0600: The summer sun greets Ohioans as they rise, but along Ohio's Lake Erie shoreline, the crews on U.S.- Flag "lakers" have been hard at work throughout the night. In Cleveland's Cuyahoga River, the FRED R. WHITE, JR. has just finished discharging 20,000 tons of iron ore pellets to feed LTV Steel's insatiable blast furnaces. In Fairport Harbor, the PHILIP R. CLARKE is taking on more than 27,000 tons of salt that will tame Buffalo's harsh winters.
Over in Conneaut, once deckhands finish securing the cargo hatches on the
1,000-foot-long JAMES R. BARKER, 45,000 tons of coal will begin the 54-hour
journey to a power plant in Marquette, Michigan. Across the slip, a mountain
of limestone is forming under the AMERICAN MARINER's unloading boom.

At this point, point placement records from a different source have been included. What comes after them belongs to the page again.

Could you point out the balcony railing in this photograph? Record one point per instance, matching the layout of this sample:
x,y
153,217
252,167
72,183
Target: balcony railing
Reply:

Similar scenes are taking place in Toledo, Sandusky, Marblehead, Huron, Lorain and Ashtabula, and will, almost without pause, from early March until early January. With just a 10-month shipping season for dry-bulk cargos (a few double-hulled tankers operate year-round), the lakers that transport Ohio's raw materials operate 24 hours a day, 7 days a week. But when winter closes the dry-bulk trades, lakers will have delivered and loaded more than 55 million tons of cargo at Ohio's Lake Erie ports, the equivalent of 5.1 tons for each resident of the Buckeye state.